UPC CFI, CD Paris, 30 April 2025: Offside detection is a problem but its solution is obvious (to the person skilled in the art)
17-08-2025 Print this page
Patent revoked (Article 65 UPCA): lack of novelty (claim 8) and
lack of inventive step: the skilled person, looking to improve D3 to provide a more reliable ball contact detection, would have looked in the literature of games and sports how to increase the reliability of the detection, including D2, which belongs to this technical field and teaches a solution to this technical problem. D2 provides such a solution, which answers the objective technical problem, so that it is obvious for the skilled person to use this solution within the method and system of D3.
Inventive step (Article 56 EPC). In general, a claimed solution is obvious if, starting from the prior art, the skilled person would be motivated […] to consider the claimed solution and to implement it as a next step […] in developing the prior art. On the other hand, it may be relevant whether the skilled person would have expected any particular difficulties in taking any next step(s). Depending on the facts and circumstances of the case, it may be allowed to combine prior art disclosures. A technical effect or advantage achieved by the claimed subject matter compared to the prior art may be an indication for inventive step. A feature that is selected in an arbitrary way out of several possibilities cannot generally contribute to inventive step.

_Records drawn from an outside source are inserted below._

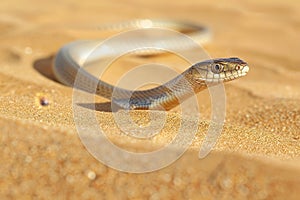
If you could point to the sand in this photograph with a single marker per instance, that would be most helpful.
(256, 156)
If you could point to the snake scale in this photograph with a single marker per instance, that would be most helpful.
(199, 76)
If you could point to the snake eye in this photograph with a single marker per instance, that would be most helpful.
(217, 68)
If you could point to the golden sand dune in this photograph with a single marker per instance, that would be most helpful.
(256, 156)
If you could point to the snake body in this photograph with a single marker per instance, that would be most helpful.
(67, 68)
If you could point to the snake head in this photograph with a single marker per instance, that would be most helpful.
(221, 70)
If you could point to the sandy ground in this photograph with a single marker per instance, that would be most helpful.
(256, 156)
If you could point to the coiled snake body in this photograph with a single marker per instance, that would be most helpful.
(198, 77)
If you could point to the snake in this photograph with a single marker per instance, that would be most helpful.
(199, 76)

Interpretation of main claim, dependant claims and embodiments (Article 69 EPC). Claim feature not limited to football or offside detection. A broad, general term used in the main claim is not to be limited to an understanding corresponding to the more specific or narrower features used in a dependant claim. Instead, the dependant claim merely indicates possible embodiments of the patented invention, which may be linked to additional advantages. Embodiments generally serve to describe options for realizing the invention and therefore do not generally permit a restrictive interpretation of a more general patent claim. Embodiments mentioned in the patent description only permit the conclusion that they fall under the claim; they do not restrict the scope of the patent claim.